Preferably, a judging bit field is configured in the first message, the second message, the third message, the fourth message, and the fifth message, and the judging bit field of the first message The value is different from the value of the judgment bit field of the second message, the third message, the fourth message, and the fifth message.

Preferably, when the first MIWI node receives a message sent by the supervised server, it detects the judging field to determine whether the message is the first message, and if so, the first MIWI node sends an indication signal .
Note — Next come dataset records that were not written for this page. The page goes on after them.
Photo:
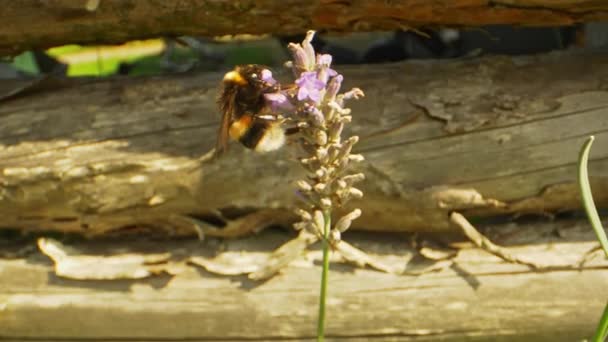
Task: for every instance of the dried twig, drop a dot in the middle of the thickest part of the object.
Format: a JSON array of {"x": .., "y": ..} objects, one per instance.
[
  {"x": 484, "y": 243},
  {"x": 285, "y": 254}
]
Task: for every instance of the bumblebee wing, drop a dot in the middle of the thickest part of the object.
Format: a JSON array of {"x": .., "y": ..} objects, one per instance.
[
  {"x": 226, "y": 105},
  {"x": 221, "y": 144}
]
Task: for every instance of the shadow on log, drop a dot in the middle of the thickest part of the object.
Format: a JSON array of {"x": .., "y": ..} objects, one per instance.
[
  {"x": 474, "y": 297},
  {"x": 485, "y": 137}
]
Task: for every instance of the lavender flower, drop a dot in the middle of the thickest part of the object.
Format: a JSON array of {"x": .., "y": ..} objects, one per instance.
[
  {"x": 309, "y": 87},
  {"x": 317, "y": 108}
]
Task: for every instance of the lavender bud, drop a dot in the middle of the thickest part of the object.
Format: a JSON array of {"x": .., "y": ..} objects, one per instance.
[
  {"x": 300, "y": 58},
  {"x": 354, "y": 93},
  {"x": 356, "y": 157},
  {"x": 333, "y": 88},
  {"x": 355, "y": 193},
  {"x": 302, "y": 125},
  {"x": 346, "y": 220},
  {"x": 347, "y": 146},
  {"x": 307, "y": 226},
  {"x": 334, "y": 150},
  {"x": 325, "y": 203},
  {"x": 316, "y": 117},
  {"x": 305, "y": 215},
  {"x": 304, "y": 186},
  {"x": 352, "y": 179},
  {"x": 308, "y": 147},
  {"x": 335, "y": 237},
  {"x": 335, "y": 131},
  {"x": 319, "y": 220},
  {"x": 309, "y": 50},
  {"x": 321, "y": 173},
  {"x": 322, "y": 154},
  {"x": 346, "y": 119},
  {"x": 320, "y": 138},
  {"x": 320, "y": 187},
  {"x": 311, "y": 164}
]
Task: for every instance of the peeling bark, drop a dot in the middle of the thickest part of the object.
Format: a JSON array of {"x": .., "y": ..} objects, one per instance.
[
  {"x": 95, "y": 156},
  {"x": 31, "y": 24},
  {"x": 473, "y": 297}
]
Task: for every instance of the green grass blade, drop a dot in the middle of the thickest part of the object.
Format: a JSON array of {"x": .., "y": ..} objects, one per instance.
[
  {"x": 602, "y": 327},
  {"x": 583, "y": 181},
  {"x": 324, "y": 276},
  {"x": 596, "y": 223}
]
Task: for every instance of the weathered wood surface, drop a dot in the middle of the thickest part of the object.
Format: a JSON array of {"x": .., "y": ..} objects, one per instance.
[
  {"x": 486, "y": 136},
  {"x": 35, "y": 24},
  {"x": 476, "y": 297}
]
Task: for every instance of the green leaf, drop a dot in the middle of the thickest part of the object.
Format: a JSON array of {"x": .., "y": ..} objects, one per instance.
[
  {"x": 596, "y": 223},
  {"x": 583, "y": 181}
]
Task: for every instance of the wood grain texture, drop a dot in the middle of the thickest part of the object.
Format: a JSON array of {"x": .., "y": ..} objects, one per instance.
[
  {"x": 477, "y": 298},
  {"x": 487, "y": 136},
  {"x": 36, "y": 24}
]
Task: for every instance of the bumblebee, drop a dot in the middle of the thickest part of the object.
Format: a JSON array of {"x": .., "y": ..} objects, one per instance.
[{"x": 245, "y": 115}]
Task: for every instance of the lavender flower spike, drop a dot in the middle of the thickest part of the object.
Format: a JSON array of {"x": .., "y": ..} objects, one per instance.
[{"x": 320, "y": 114}]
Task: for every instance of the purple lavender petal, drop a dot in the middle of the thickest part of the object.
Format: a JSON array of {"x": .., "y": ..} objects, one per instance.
[
  {"x": 308, "y": 49},
  {"x": 334, "y": 87},
  {"x": 278, "y": 102},
  {"x": 309, "y": 86},
  {"x": 300, "y": 59},
  {"x": 324, "y": 60},
  {"x": 267, "y": 77}
]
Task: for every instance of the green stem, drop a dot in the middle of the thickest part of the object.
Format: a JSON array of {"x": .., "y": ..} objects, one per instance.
[
  {"x": 324, "y": 274},
  {"x": 583, "y": 181},
  {"x": 602, "y": 327}
]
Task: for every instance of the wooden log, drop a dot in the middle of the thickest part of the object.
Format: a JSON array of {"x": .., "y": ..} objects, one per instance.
[
  {"x": 29, "y": 24},
  {"x": 489, "y": 136},
  {"x": 475, "y": 297}
]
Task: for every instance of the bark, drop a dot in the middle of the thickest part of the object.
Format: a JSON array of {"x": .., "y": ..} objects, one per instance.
[
  {"x": 474, "y": 297},
  {"x": 484, "y": 137},
  {"x": 29, "y": 24}
]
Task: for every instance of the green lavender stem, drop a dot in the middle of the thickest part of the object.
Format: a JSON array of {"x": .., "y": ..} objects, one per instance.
[
  {"x": 324, "y": 275},
  {"x": 596, "y": 223},
  {"x": 583, "y": 181}
]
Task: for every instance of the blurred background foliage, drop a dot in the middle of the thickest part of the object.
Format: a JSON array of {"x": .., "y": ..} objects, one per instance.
[{"x": 183, "y": 54}]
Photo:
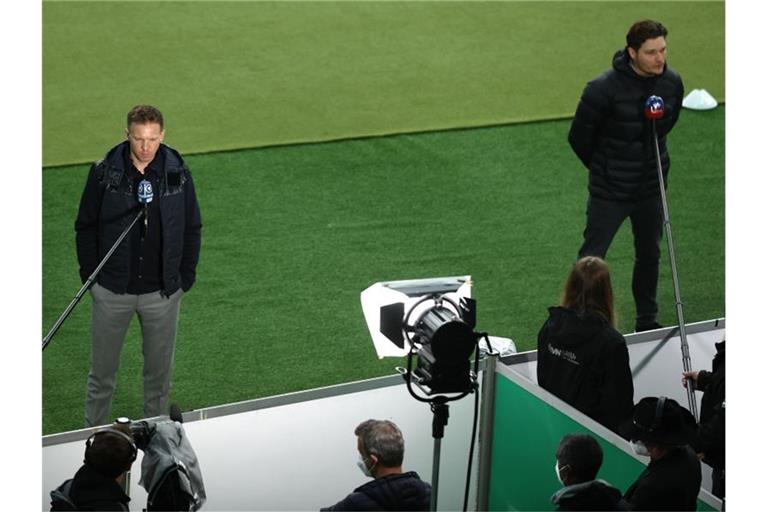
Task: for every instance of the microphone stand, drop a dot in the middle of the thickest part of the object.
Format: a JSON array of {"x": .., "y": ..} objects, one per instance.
[
  {"x": 89, "y": 282},
  {"x": 678, "y": 301}
]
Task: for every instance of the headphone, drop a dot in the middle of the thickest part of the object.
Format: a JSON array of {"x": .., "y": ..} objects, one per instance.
[
  {"x": 114, "y": 432},
  {"x": 658, "y": 416}
]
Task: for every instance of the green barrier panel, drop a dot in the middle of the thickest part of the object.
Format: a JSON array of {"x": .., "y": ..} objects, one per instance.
[{"x": 526, "y": 433}]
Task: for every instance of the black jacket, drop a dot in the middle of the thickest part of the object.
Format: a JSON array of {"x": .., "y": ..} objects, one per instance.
[
  {"x": 109, "y": 204},
  {"x": 592, "y": 495},
  {"x": 405, "y": 491},
  {"x": 711, "y": 440},
  {"x": 585, "y": 362},
  {"x": 669, "y": 483},
  {"x": 611, "y": 136},
  {"x": 89, "y": 490}
]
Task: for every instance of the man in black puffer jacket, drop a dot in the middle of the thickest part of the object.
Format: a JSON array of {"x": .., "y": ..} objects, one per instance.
[
  {"x": 381, "y": 447},
  {"x": 612, "y": 138},
  {"x": 150, "y": 269},
  {"x": 711, "y": 442}
]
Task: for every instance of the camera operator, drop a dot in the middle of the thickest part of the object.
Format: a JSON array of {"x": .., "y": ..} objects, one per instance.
[
  {"x": 98, "y": 484},
  {"x": 380, "y": 446}
]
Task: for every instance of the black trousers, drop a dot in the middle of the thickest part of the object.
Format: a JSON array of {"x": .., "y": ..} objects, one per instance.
[{"x": 647, "y": 217}]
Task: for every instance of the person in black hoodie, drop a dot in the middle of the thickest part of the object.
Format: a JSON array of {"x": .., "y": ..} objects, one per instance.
[
  {"x": 711, "y": 441},
  {"x": 582, "y": 358},
  {"x": 381, "y": 448},
  {"x": 663, "y": 430},
  {"x": 152, "y": 268},
  {"x": 614, "y": 141},
  {"x": 579, "y": 458},
  {"x": 98, "y": 484}
]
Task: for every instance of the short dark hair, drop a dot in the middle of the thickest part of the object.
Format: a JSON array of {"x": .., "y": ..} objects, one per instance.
[
  {"x": 383, "y": 439},
  {"x": 110, "y": 451},
  {"x": 643, "y": 30},
  {"x": 143, "y": 114},
  {"x": 582, "y": 454}
]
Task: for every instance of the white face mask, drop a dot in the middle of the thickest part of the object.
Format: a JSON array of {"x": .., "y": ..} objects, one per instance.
[
  {"x": 557, "y": 472},
  {"x": 639, "y": 448},
  {"x": 365, "y": 469}
]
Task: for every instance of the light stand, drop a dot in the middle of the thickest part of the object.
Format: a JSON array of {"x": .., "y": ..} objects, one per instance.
[
  {"x": 435, "y": 329},
  {"x": 89, "y": 282}
]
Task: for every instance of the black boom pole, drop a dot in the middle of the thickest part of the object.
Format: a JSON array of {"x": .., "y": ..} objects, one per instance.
[{"x": 89, "y": 282}]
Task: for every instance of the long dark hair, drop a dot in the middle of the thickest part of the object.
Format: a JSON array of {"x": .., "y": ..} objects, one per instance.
[{"x": 588, "y": 289}]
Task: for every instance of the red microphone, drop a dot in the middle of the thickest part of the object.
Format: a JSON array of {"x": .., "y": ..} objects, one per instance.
[{"x": 654, "y": 107}]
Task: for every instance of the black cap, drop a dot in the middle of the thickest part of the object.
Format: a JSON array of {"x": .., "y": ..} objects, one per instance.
[{"x": 660, "y": 420}]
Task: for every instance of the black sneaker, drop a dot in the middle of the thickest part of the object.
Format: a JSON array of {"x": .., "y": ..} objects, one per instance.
[{"x": 648, "y": 327}]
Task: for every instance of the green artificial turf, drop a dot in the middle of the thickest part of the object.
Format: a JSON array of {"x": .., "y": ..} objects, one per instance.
[
  {"x": 248, "y": 74},
  {"x": 293, "y": 234}
]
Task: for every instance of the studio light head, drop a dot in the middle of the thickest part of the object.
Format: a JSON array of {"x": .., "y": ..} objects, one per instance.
[{"x": 433, "y": 319}]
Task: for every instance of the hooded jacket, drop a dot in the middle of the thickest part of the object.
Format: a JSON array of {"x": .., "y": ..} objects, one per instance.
[
  {"x": 109, "y": 204},
  {"x": 592, "y": 495},
  {"x": 405, "y": 491},
  {"x": 585, "y": 362},
  {"x": 611, "y": 136}
]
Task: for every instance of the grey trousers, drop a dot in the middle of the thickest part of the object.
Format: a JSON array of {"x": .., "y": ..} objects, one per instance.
[{"x": 111, "y": 315}]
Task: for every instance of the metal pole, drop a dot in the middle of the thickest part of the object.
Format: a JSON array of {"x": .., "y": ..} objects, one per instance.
[
  {"x": 675, "y": 283},
  {"x": 485, "y": 437},
  {"x": 88, "y": 282}
]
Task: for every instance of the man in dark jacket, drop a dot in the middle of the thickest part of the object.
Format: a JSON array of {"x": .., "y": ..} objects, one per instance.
[
  {"x": 381, "y": 447},
  {"x": 579, "y": 458},
  {"x": 612, "y": 138},
  {"x": 585, "y": 362},
  {"x": 662, "y": 430},
  {"x": 711, "y": 442},
  {"x": 152, "y": 267},
  {"x": 98, "y": 484}
]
The present invention provides a mesh networking device, which is applied to a first MIWI node and a second MIWI node, and includes a processor; the processor is electrically connected to a power management module, and the power management module is electrically connected to a power supply; the processing The appliance is electrically connected to the warning module; the processor is electrically connected to the second storage unit; the processor is electrically connected to the antenna module; the processor is electrically connected to the baseboard management controller of the supervised server or the background server.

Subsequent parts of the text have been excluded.